Identifying the monetary value of your website visitors is an important step to evaluating and improving the effectiveness of your online presence. Creating goals and assigning values to those goals is how you connect the resources you put into creating your total online presence to your business goals. In the last post we touched briefly on assigning values to your goal conversions, this post provides some additional ideas on how to go about calculating your goal values.
You don’t have to sell products and services directly on your website in order to track the value of goal conversions on your website. Most professional service providers and B2B companies have several “mini conversions” that their customers complete before making a purchase – downloading brochures, attending webinars, scheduling a free consultation, etc. Since we don’t have a sale price to use for these conversions, we just need to calculate a value for the goal.
The “ideal” method for calculating the monetary value of a goal conversion on your website is to divide the lifetime value of your typical customer by the number of goal conversions it takes to land a new customer. For example lets say that:
- 1 out of every 800 people who download an eBook from your website ends up becoming a customer
- The lifetime value of that customer is $5,000
The value you would assign to the goal conversion of an eBook being downloaded would be $5,000/800 = $6.25
Now, as a small business owner, you may not have been collecting the data you need for this “ideal” calculation. Should you wait until you have the data before calculating values for your goals? No. There are many ways you can calculate the monetary values you assign to your goals. My recommendation is to assign a value, start tracking your data, and refine your estimates as you learn more from the data you collect.
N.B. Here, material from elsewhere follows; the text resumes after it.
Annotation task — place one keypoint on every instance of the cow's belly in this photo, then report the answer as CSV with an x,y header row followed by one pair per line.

If you don’t know the LTV of a customer you can use your average sale amount or the price of your typical sale. If you have a wide range of products and services, you may (over time) tie the value of the sale to the goal that is converted. For example, people who sign up for your webinar may typically purchase a $99 dollar workbook while those who request a free consultation may typically purchase a $10,000 coaching engagement. In this example, tying the value to the specific goal conversion will give you a better measure than using an average sale.
If you don’t know the percentage of visitors who become customers, you can find a starting point by Googling “average conversion rate by industry”. You will find conversion rates ranging from 2% to 10% and higher.
For many small business owners, it is easier to skip the formal calculation and assign a starting value based on experience and/or gut feel. You could assign a value based upon:
- Prices you have paid for purchasing mailing lists
- Prices you have paid for pay per click advertising
- Price you would be willing to pay for a qualified visitor
Don’t worry about assigning the perfect value to your goal conversion; assign a value, start measuring, and build the habit of reviewing the data, adjusting your estimates, and continuing to improve.
If you don’t have any data to begin with, start by assigning one value to your goal or goals. As you continue your reviewing and planning processes you can begin to refine your goals and goal values based on product types, traffic sources, keywords, and other factors.